Fun little article at Slate.com about how contemporary vampires suck, or more precisely, that they don’t. The once terrifying Other is now just a cuddly idealized boyfriend – who no longer sucks blood. The article nicely traces a line from Bram Stoker’s Dracula, to Anne Rice’s tortured immortals to Buffy’s beau Angel to the monster’s nadir in the paranormal romance genre a la the Twilight series.

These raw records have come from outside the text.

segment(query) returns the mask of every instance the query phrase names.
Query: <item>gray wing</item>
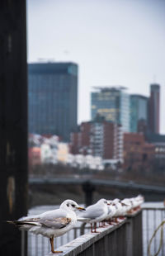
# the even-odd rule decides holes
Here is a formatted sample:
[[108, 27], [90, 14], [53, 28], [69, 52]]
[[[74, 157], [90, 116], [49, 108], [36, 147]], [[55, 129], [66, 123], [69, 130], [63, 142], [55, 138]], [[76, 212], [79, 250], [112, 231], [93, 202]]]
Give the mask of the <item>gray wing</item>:
[[61, 217], [61, 218], [49, 218], [45, 220], [40, 220], [41, 225], [52, 228], [52, 229], [62, 229], [67, 226], [71, 222], [70, 218]]
[[92, 206], [87, 207], [86, 209], [86, 211], [80, 214], [79, 216], [83, 217], [83, 218], [89, 218], [91, 220], [98, 218], [101, 216], [103, 213], [104, 211], [103, 209], [97, 207], [96, 206]]
[[59, 218], [30, 218], [26, 220], [13, 221], [17, 226], [23, 226], [26, 225], [38, 225], [52, 229], [62, 229], [71, 222], [70, 218], [59, 217]]

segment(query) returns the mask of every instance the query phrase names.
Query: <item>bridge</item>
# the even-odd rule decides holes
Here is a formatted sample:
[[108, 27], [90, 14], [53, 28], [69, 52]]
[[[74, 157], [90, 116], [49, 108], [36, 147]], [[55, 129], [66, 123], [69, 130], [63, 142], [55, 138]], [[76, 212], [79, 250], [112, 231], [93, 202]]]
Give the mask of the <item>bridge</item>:
[[111, 187], [117, 188], [129, 188], [132, 190], [139, 190], [140, 192], [152, 192], [156, 193], [164, 193], [165, 187], [153, 186], [153, 185], [145, 185], [136, 183], [134, 182], [120, 182], [116, 180], [104, 180], [104, 179], [92, 179], [92, 178], [30, 178], [29, 183], [30, 185], [42, 185], [42, 184], [51, 184], [51, 185], [75, 185], [79, 184], [82, 185], [84, 183], [90, 183], [93, 186], [104, 186], [104, 187]]
[[[64, 186], [72, 187], [74, 193], [77, 192], [78, 186], [81, 187], [81, 190], [84, 192], [85, 203], [88, 206], [92, 203], [93, 192], [98, 192], [101, 197], [130, 197], [138, 193], [142, 193], [145, 197], [145, 201], [163, 201], [165, 194], [165, 187], [140, 184], [133, 182], [121, 182], [116, 180], [105, 180], [90, 178], [30, 178], [30, 190], [42, 190], [47, 192], [55, 194], [54, 189]], [[106, 192], [105, 192], [106, 191]], [[101, 192], [103, 192], [101, 193]]]

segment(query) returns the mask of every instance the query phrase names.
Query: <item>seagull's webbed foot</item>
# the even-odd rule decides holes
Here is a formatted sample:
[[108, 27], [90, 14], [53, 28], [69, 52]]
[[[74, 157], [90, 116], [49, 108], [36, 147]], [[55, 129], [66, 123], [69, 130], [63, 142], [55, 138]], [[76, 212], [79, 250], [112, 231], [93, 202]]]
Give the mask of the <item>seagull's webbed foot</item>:
[[51, 252], [52, 254], [62, 254], [63, 251], [54, 251], [54, 237], [50, 237], [50, 245], [51, 245]]

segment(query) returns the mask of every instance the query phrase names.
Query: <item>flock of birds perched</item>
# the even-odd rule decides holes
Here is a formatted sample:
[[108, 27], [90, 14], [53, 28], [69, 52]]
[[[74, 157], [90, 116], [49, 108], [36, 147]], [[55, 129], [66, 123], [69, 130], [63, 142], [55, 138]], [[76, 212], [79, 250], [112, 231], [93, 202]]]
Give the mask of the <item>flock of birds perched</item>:
[[141, 195], [123, 200], [100, 199], [97, 203], [85, 209], [74, 201], [68, 199], [60, 205], [59, 209], [7, 222], [35, 235], [40, 234], [50, 238], [51, 252], [59, 254], [63, 252], [54, 251], [54, 238], [69, 231], [78, 220], [90, 223], [91, 232], [99, 233], [97, 230], [97, 223], [99, 223], [99, 227], [106, 226], [106, 223], [116, 225], [119, 223], [120, 219], [123, 220], [126, 216], [140, 209], [143, 202], [144, 197]]

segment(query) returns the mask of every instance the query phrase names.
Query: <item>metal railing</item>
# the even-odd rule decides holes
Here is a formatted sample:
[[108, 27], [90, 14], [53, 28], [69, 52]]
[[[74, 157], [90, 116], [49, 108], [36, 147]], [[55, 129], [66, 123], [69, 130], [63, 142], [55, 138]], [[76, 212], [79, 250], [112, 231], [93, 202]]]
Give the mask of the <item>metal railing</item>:
[[[156, 230], [160, 225], [163, 220], [165, 218], [165, 208], [164, 207], [144, 207], [143, 208], [143, 256], [148, 256], [148, 245], [149, 240]], [[163, 232], [165, 235], [165, 232]], [[152, 255], [154, 255], [159, 246], [160, 243], [160, 232], [158, 232], [152, 244], [150, 252]], [[163, 239], [163, 246], [161, 248], [158, 256], [165, 255], [165, 243]]]
[[[100, 234], [92, 234], [89, 226], [85, 226], [83, 229], [80, 225], [63, 236], [55, 238], [54, 248], [60, 247], [60, 250], [62, 249], [66, 253], [63, 255], [72, 255], [73, 254], [73, 255], [79, 256], [101, 256], [109, 255], [110, 252], [112, 256], [142, 255], [142, 239], [140, 239], [139, 237], [141, 216], [141, 211], [139, 211], [116, 225], [100, 228]], [[138, 240], [136, 239], [137, 229]], [[82, 233], [86, 235], [81, 235]], [[137, 246], [135, 246], [136, 244]], [[73, 250], [73, 252], [68, 254], [66, 251], [68, 249]], [[49, 239], [31, 233], [28, 234], [28, 256], [45, 256], [50, 254], [50, 251]]]
[[[87, 234], [85, 237], [89, 239], [87, 241], [88, 249], [85, 252], [79, 252], [79, 254], [75, 255], [88, 255], [87, 251], [93, 252], [93, 246], [95, 251], [98, 251], [98, 248], [106, 248], [108, 244], [108, 250], [111, 251], [111, 255], [126, 255], [126, 256], [148, 256], [147, 249], [152, 235], [157, 226], [165, 218], [165, 208], [164, 207], [144, 207], [142, 212], [139, 212], [134, 216], [127, 217], [125, 221], [122, 221], [120, 225], [115, 225], [113, 227], [107, 227], [106, 229], [101, 229], [101, 235], [90, 234], [90, 227], [86, 225], [84, 230], [81, 228], [81, 225], [73, 228], [72, 230], [64, 235], [61, 237], [56, 238], [54, 248], [57, 249], [68, 243], [73, 244], [78, 244], [78, 239], [82, 239], [83, 244], [86, 239], [81, 236], [82, 234]], [[141, 225], [142, 224], [142, 225]], [[165, 232], [164, 232], [165, 233]], [[165, 234], [164, 234], [165, 235]], [[92, 240], [92, 235], [94, 235], [94, 241]], [[99, 236], [101, 235], [101, 237]], [[73, 240], [77, 239], [76, 240]], [[142, 243], [143, 239], [143, 243]], [[22, 240], [24, 240], [22, 239]], [[74, 242], [75, 241], [75, 242]], [[151, 245], [151, 254], [153, 255], [158, 251], [160, 241], [160, 232], [158, 232]], [[87, 242], [87, 241], [86, 241]], [[94, 245], [92, 243], [94, 242]], [[78, 242], [79, 244], [80, 242]], [[117, 246], [120, 244], [120, 246]], [[70, 246], [70, 245], [69, 245]], [[72, 247], [72, 246], [71, 246]], [[143, 252], [142, 252], [143, 249]], [[28, 256], [45, 256], [48, 255], [50, 251], [49, 239], [41, 235], [35, 235], [31, 233], [28, 233]], [[100, 251], [100, 249], [99, 249]], [[122, 254], [121, 254], [122, 251]], [[95, 252], [95, 254], [97, 255]], [[106, 255], [104, 252], [100, 252], [99, 256]], [[25, 251], [22, 250], [22, 256], [25, 256]], [[64, 254], [68, 255], [68, 254]], [[89, 254], [89, 255], [92, 255]], [[165, 242], [163, 242], [163, 246], [158, 256], [165, 255]]]

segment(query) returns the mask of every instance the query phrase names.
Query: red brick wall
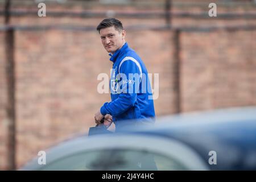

( http://www.slate.com/id/2223486/ )
Makes me wonder if all objects of terror undergo a certain domestication, a processes of Disneyfication where anything that is truly terrifying is sanded flat, made safe and consumable. Happens with all attempts to depict the wholly Other, I suspect, making that “make no graven images” commandment a bit more sensible. After an experience of awe / wonder / terror / amazement it’s understandable to make some record of that encounter. But then there will be folks whose only experience of that Other is via the representation, through the vicarious thrill. At the risk of sounding like a neo-Platonist here, the continued repetition of representation pushes the Other farther and farther away from our actual experience. It’s how that piss-your-pants / fall-on-the-ground-numb / struck-blind-with-scales-on-your-eyes experience of true religion becomes gradually codified into something boring and mundane like ethics and orthodoxy.
Damn. Did I slip from talking about the Monstrous to talking about the Holy again?